When your employer must pay, what they must include, and what you can do if they're late.
Enter your last day and pay schedule — get the specific date your check is legally due.
→ Use the CalculatorLouisiana uses a practical "sooner of" approach to final paycheck timing. Your employer must pay you by whichever deadline comes first: Within 15 calendar days or Your next regular payday. This ensures you don't wait an unusually long time simply because your next regular payday is far away.
Under La. Rev. Stat. Ann. § 23:631, this rule applies whether you are fired or resign. The clock starts on your last day of work, and your employer must monitor both timelines to determine which deadline hits first.
In practice, if your regular payday is in a few days, you'll likely be paid then. If your next payday is two or three weeks away, the alternative cap kicks in and forces earlier payment.
If your employer in Louisiana fails to pay your final wages on time, they face a significant consequence: your wages continue to accrue at your regular rate of pay — as a penalty — for up to the number of days specified in La. Rev. Stat. Ann. § 23:631. This "wage continuation" penalty is one of the more powerful employer deterrents in the region.
In practice, this means the longer your employer delays, the more they owe. If your daily rate is $200 and they're 30 days late, you're owed $6,000 in penalty wages on top of whatever they already owe you — and the penalty keeps accruing up to the statutory cap.
File a wage claim with the Louisiana Workforce Commission to trigger this penalty. The agency will calculate and apply it as part of your claim.
Louisiana does not have a blanket law requiring employers to pay out unused vacation or PTO when an employee separates. Whether you receive a payout depends on your employer's written policy and any employment contract you signed.
If your employer's policy says PTO or vacation will be paid out upon separation, they are generally bound by that promise — and failure to honor it could be a wage violation. But in the absence of such a policy, Louisiana does not impose a payout obligation by law.
Review your employee handbook or offer letter carefully. If you believe you are owed PTO that was contractually promised, raise the issue when you file a wage claim.
If your employer hasn't paid your final wages on time, your primary resource is the Louisiana Workforce Commission. Filing a wage claim is free and does not require an attorney. The process generally works like this: you submit a written complaint, the agency contacts your employer, and a settlement conference or hearing is scheduled if the employer disputes the claim.
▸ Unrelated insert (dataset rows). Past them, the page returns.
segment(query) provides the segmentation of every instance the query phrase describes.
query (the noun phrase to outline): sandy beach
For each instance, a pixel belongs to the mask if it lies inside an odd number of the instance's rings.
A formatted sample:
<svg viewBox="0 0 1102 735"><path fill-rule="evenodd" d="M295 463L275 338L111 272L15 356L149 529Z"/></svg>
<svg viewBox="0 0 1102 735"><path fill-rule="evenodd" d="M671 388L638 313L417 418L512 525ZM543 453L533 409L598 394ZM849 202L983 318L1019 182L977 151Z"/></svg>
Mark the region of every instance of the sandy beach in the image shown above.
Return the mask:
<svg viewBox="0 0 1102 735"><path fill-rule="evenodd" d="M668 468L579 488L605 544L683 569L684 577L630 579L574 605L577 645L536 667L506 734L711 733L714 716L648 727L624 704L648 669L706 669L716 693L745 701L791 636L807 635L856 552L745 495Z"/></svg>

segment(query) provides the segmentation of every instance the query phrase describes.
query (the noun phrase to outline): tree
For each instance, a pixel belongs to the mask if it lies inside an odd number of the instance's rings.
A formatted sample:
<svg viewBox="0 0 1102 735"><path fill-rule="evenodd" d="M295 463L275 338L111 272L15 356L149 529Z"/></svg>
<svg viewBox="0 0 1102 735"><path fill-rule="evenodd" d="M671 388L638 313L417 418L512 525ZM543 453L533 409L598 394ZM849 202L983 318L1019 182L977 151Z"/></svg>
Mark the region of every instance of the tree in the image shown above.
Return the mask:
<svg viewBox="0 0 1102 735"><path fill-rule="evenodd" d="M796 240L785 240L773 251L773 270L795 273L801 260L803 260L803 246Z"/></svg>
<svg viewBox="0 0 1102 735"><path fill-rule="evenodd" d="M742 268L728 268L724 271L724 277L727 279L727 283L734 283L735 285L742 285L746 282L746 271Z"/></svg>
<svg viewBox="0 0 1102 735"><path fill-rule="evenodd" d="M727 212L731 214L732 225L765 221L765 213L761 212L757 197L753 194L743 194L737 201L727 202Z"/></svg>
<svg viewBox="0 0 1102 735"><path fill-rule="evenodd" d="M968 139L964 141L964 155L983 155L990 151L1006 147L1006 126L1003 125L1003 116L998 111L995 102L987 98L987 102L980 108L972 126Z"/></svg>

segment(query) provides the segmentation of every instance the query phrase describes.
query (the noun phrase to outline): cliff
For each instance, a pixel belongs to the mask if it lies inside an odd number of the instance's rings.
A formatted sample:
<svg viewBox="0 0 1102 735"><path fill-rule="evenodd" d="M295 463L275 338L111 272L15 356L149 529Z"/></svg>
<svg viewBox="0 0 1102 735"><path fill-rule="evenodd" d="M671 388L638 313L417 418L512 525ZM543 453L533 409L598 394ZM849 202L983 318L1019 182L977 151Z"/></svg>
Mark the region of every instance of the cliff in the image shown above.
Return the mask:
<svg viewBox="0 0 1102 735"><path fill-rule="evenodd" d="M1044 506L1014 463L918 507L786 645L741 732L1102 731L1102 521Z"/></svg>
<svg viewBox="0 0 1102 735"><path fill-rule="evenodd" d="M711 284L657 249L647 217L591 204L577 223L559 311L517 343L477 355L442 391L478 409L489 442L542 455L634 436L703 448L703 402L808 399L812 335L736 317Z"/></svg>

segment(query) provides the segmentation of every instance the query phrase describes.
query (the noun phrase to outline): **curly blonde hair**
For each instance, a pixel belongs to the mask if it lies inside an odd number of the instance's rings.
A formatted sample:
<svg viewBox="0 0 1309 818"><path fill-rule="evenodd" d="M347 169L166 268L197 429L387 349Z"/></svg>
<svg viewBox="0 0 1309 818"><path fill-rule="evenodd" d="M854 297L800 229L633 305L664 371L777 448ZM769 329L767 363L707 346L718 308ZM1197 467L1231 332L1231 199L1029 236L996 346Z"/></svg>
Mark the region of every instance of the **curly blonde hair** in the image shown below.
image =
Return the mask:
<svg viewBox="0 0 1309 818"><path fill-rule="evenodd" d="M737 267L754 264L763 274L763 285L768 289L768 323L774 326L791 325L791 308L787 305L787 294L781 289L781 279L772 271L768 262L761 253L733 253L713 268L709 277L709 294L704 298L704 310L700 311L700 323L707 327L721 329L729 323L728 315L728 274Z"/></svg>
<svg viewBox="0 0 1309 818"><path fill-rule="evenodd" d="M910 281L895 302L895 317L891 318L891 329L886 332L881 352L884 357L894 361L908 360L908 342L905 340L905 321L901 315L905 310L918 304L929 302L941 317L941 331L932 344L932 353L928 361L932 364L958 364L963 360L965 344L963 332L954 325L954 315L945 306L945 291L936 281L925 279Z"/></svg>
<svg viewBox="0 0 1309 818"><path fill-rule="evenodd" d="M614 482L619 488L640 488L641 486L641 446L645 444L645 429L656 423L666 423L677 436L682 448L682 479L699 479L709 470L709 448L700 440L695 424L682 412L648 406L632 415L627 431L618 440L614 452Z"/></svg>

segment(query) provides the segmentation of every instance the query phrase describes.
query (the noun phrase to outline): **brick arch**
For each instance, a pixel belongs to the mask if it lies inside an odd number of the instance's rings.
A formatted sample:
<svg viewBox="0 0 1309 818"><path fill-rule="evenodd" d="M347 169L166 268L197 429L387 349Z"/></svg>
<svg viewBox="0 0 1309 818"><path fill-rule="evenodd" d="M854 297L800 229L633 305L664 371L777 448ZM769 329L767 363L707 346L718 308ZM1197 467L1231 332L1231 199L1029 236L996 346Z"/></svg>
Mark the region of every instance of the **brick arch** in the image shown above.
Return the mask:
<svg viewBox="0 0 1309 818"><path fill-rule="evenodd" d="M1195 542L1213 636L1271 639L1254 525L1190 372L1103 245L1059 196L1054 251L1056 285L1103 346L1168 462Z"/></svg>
Most employers respond quickly once a formal wage claim is opened — because penalties and interest often keep accruing during the dispute, delaying resolution makes their situation worse. Come prepared with your last pay stub, your separation date, time records if available, and any written communication about your final paycheck.
Alternatively, you can file a lawsuit in small claims court (for amounts within the small claims limit) without an attorney, or hire a private employment attorney for larger claims. Many employment lawyers handle wage theft cases on contingency, meaning you pay nothing unless they recover wages for you.
Whichever comes first: Within 15 calendar days or Your next regular payday. Under La. Rev. Stat. Ann. § 23:631, this applies to all involuntary separations — firings, layoffs, and employer-initiated terminations of any kind.
Whichever comes first: Within 15 calendar days or Your next regular payday under La. Rev. Stat. Ann. § 23:631. If you gave advance notice, check whether that changes the deadline — some states require same-day payment when sufficient notice is given.
Louisiana imposes a wage continuation penalty — your daily wages keep accruing as a penalty for every day the payment is late, up to the statutory cap. The longer your employer delays, the more they owe. File a wage claim with the Louisiana Workforce Commission to trigger this penalty calculation.
Louisiana does not require PTO payout by law. Whether you receive it depends on your employer's written policy. If a payout was promised in your employee handbook or contract and not delivered, you may have a claim — but the state does not mandate it by default.
Louisiana uses a 'sooner of' approach: Whichever comes first: Within 15 calendar days or Your next regular payday. Your employer must track both deadlines and pay by whichever one applies — they cannot choose the later one if a sooner deadline has passed.
File a wage claim with the Louisiana Workforce Commission — it's free and does not require an attorney. Gather your last pay stub, separation date, and any time records or emails about your final pay. Most employers resolve claims quickly once a formal complaint is filed, because penalties and interest keep accruing during delays.